TIKTAK.ID – Sejumlah orang melakukan diet ekstrem demi memiliki tubuh kurus ideal. Padahal, ahli gizi dari Perhimpunan Dokter Spesialis Gizi Klinik (PDGKI), Feni Nugraha menyebut diet ekstrem bakal menimbulkan berbagai risiko kesehatan.
Ia menjelaskan, risiko kesehatan ini beragam. Mulai dari sembelit yang tampak sepele hingga batu empedu yang cukup serius.

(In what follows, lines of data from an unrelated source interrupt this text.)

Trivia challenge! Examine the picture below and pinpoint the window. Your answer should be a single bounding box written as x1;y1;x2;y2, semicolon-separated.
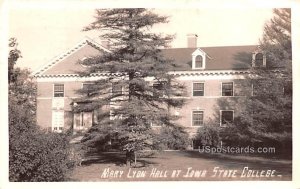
283;81;293;95
220;110;233;126
54;84;64;97
192;48;206;69
193;83;204;96
255;53;264;67
195;55;203;69
52;111;64;132
82;83;93;96
222;82;233;96
153;82;166;97
111;84;122;95
74;112;93;130
192;110;203;126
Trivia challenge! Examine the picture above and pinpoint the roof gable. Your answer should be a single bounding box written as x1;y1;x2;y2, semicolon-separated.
162;45;257;71
34;38;257;76
34;38;109;76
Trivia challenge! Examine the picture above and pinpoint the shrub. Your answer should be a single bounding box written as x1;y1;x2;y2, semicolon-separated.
9;131;70;182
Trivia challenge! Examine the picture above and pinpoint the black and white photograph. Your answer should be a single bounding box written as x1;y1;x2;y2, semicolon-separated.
1;0;299;188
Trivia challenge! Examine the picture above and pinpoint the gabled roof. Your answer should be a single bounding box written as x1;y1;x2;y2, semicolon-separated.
162;45;257;71
34;37;110;76
34;38;257;77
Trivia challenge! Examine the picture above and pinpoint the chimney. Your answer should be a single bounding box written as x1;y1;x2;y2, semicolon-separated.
101;39;110;49
187;33;198;48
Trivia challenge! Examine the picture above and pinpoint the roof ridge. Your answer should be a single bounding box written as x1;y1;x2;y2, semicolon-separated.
32;36;110;76
161;45;259;50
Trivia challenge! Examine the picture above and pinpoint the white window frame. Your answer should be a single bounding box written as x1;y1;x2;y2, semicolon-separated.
51;110;65;133
110;83;124;95
192;48;206;70
192;81;205;97
221;81;234;97
252;51;267;67
220;110;234;127
191;109;204;127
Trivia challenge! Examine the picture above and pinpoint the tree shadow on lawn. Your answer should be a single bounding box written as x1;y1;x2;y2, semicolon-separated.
81;152;157;168
182;151;292;178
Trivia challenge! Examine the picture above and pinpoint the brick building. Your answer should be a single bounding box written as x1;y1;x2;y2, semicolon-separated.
35;35;266;138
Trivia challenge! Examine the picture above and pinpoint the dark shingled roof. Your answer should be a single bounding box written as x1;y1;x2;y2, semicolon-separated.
162;45;258;71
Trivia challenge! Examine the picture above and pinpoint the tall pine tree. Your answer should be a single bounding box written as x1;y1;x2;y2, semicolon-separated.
74;8;184;163
224;9;292;152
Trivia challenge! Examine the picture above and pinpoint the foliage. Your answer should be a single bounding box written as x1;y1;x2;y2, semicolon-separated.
225;9;292;149
154;127;190;150
8;37;74;181
195;121;221;146
9;131;70;182
74;9;184;163
8;38;22;83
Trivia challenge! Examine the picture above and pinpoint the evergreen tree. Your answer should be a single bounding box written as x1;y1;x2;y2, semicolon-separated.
8;38;72;182
74;8;184;163
227;9;292;154
8;37;22;83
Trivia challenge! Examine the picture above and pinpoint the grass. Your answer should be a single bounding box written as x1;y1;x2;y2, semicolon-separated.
70;151;292;181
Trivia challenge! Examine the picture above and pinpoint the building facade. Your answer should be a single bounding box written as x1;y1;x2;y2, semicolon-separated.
35;35;266;137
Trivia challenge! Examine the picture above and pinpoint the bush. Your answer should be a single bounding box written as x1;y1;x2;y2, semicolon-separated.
9;131;72;182
195;124;221;146
154;127;190;150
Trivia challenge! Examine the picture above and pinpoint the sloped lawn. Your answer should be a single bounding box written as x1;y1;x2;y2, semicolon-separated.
70;151;292;181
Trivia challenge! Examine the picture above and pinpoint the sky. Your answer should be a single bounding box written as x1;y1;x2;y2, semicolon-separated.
8;6;272;71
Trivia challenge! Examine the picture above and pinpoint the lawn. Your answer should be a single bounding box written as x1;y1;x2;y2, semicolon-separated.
70;151;292;181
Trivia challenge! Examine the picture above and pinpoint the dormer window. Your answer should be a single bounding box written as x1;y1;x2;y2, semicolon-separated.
255;53;264;67
195;55;203;69
192;48;206;69
252;51;266;67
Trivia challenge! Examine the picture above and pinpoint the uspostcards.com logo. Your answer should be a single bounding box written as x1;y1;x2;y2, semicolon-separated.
198;144;276;154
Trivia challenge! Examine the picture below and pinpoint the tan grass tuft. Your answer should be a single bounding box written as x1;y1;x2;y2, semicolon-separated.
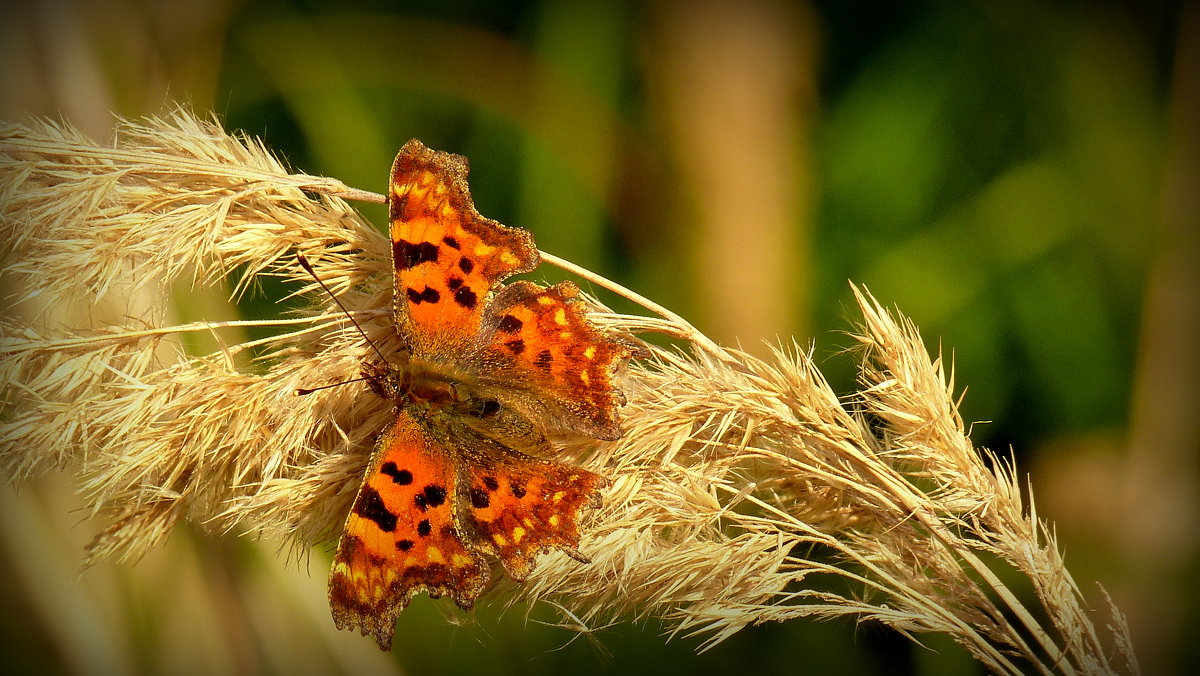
0;113;1138;674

Seperti dilansir CNN Indonesia, berikut ini sejumlah risiko kesehatan akibat diet ekstrem yang mungkin mengintai.
- Sembelit
Umumnya, pelaku diet ekstrem akan mempraktikkan defisit kalori, sehingga menimbulkan sembelit akibat kurang konsumsi sayur dan buah. Sembelit dapat membuat orang susah buang air besar, buang air besar disertai darah, bahkan tidak buang air besar hingga 6 hari.

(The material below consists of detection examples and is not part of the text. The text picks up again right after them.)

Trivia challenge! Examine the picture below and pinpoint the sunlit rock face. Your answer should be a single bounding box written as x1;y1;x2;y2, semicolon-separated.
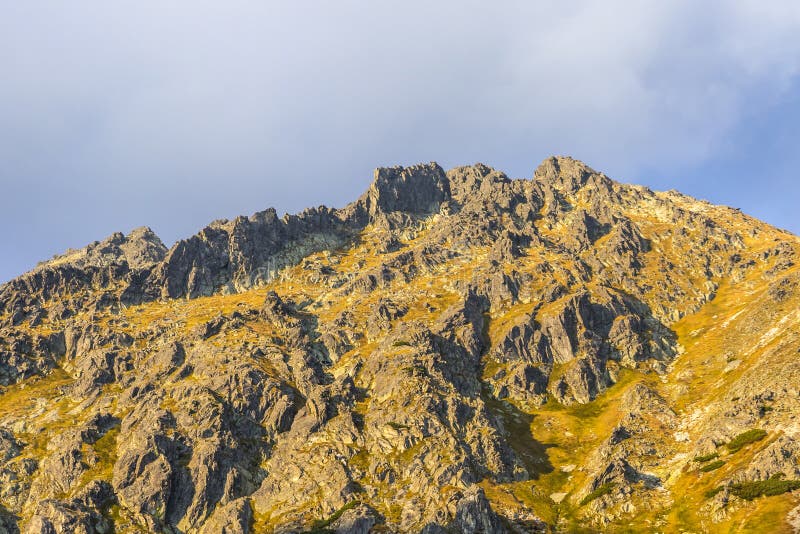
0;157;800;533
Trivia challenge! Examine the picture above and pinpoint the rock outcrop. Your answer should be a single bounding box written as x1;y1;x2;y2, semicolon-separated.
0;157;800;534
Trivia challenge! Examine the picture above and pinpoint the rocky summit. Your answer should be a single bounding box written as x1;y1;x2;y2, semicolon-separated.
0;157;800;534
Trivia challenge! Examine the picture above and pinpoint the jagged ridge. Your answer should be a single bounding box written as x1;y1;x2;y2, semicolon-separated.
0;158;800;532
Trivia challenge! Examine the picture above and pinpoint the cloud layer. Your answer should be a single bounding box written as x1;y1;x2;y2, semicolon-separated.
0;0;800;280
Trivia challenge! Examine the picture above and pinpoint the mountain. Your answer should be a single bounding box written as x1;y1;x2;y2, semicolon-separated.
0;157;800;534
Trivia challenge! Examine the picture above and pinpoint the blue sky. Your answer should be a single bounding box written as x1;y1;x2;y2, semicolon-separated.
0;0;800;281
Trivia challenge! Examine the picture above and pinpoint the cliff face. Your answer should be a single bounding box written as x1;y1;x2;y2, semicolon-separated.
0;157;800;533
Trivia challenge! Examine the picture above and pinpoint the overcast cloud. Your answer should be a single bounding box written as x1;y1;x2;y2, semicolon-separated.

“Serat penting untuk BAB, karena menarik air ke usus besar, membuat feses lebih lunak dan berbentuk, sehingga BAB menjadi lancar. Ketika serat kurang akibat diet ekstrem, memang cenderung [menimbulkan] sembelit,” ujar Feni, mengutip Antara.
- Defisiensi mikronutrien
Praktik diet ekstrem yang belakangan santer dibicarakan menyebut sayuran dikurangi bahkan dihindari demi memperoleh tubuh kurus.
Menanggapi hal itu, pakar gizi Arti Indira mengatakan sayuran tidak akan menghambat penurunan berat badan apalagi bikin gemuk. Kemudian dia juga menyoroti diet ekstrem yang kerap “memusuhi” nasi.

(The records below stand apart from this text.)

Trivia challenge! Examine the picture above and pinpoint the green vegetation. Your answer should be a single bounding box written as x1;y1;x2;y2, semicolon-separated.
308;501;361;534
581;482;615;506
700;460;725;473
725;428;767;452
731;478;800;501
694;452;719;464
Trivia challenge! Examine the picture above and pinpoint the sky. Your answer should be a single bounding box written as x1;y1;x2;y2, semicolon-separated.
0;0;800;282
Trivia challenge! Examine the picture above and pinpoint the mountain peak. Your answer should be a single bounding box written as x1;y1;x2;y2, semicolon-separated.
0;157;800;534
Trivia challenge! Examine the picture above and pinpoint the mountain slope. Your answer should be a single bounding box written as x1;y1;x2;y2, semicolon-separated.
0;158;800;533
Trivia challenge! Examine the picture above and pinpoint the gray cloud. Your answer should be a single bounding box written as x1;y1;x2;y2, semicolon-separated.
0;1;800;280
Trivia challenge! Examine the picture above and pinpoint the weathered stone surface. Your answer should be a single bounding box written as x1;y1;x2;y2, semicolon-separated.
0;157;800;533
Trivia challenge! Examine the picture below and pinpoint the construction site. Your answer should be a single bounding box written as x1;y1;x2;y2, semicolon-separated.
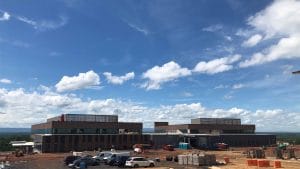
0;114;300;169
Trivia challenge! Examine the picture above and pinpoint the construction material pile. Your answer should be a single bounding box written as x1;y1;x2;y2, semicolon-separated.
178;153;216;166
247;149;265;158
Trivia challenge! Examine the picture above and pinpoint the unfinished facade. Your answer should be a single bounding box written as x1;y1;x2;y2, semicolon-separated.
31;114;148;152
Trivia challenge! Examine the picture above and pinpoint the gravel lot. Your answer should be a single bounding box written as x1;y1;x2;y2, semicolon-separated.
0;146;300;169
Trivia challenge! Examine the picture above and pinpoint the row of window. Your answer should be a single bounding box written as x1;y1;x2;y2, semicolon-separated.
31;128;139;134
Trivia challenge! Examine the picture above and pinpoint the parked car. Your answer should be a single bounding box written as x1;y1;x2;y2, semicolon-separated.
93;151;112;162
163;144;174;151
68;155;100;168
103;152;130;165
64;156;81;165
113;156;130;167
125;157;155;168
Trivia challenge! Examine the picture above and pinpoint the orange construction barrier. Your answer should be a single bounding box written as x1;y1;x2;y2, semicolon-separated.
247;159;257;166
257;160;270;167
224;157;229;164
274;161;281;168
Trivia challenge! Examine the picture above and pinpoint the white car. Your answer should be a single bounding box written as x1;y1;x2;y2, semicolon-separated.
125;157;155;168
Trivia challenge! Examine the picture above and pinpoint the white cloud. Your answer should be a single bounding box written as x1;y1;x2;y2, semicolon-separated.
0;79;11;84
55;70;100;92
126;22;150;36
142;61;192;90
0;12;10;21
232;83;245;89
240;0;300;67
193;55;241;74
0;88;300;131
103;72;134;85
214;84;229;89
16;16;68;31
182;92;194;97
242;34;262;47
240;34;300;67
224;36;232;41
202;24;223;32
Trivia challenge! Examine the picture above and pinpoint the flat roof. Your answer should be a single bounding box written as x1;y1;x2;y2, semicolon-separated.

“Ada orang yang sampai tidak mau makan nasi saat diet. Kita suka lupa, selain sebagai sumber karbohidrat, nasi juga mengandung vitamin dan mineral seperti zat besi, fosfor, magnesium, dan mangan. Jadi jangan terlalu restriktif saat menjalankan program diet,” terangnya.
- Batu empedu
Lebih lanjut, bahaya lain yang mengintai para pelaku diet ekstrem yakni risiko batu empedu.
Menurut dokter spesialis gizi Samuel Oentoro, diet ekstrem berarti asupan lemak sangat sedikit, bahkan nyaris tidak ada, termasuk lemak sehat.
Ia memaparkan, lemak akan masuk usus dua belas jari dan memicu empedu untuk memompa cairan ke usus. Setelah itu, cairan empedu akan memudahkan lemak untuk diserap tubuh di samping nanti akan diproses lagi dengan enzim pencernaan.
“Jika asupan lemak sangat sedikit atau tidak ada, maka tidak ada rangsangan bagi kantong empedu untuk memompa keluar cairan empedu. Akibatnya, empedu tersimpan saja di dalam kantong, mengendap, dan lama-lama terbentuk batu empedu,” ucap Samuel.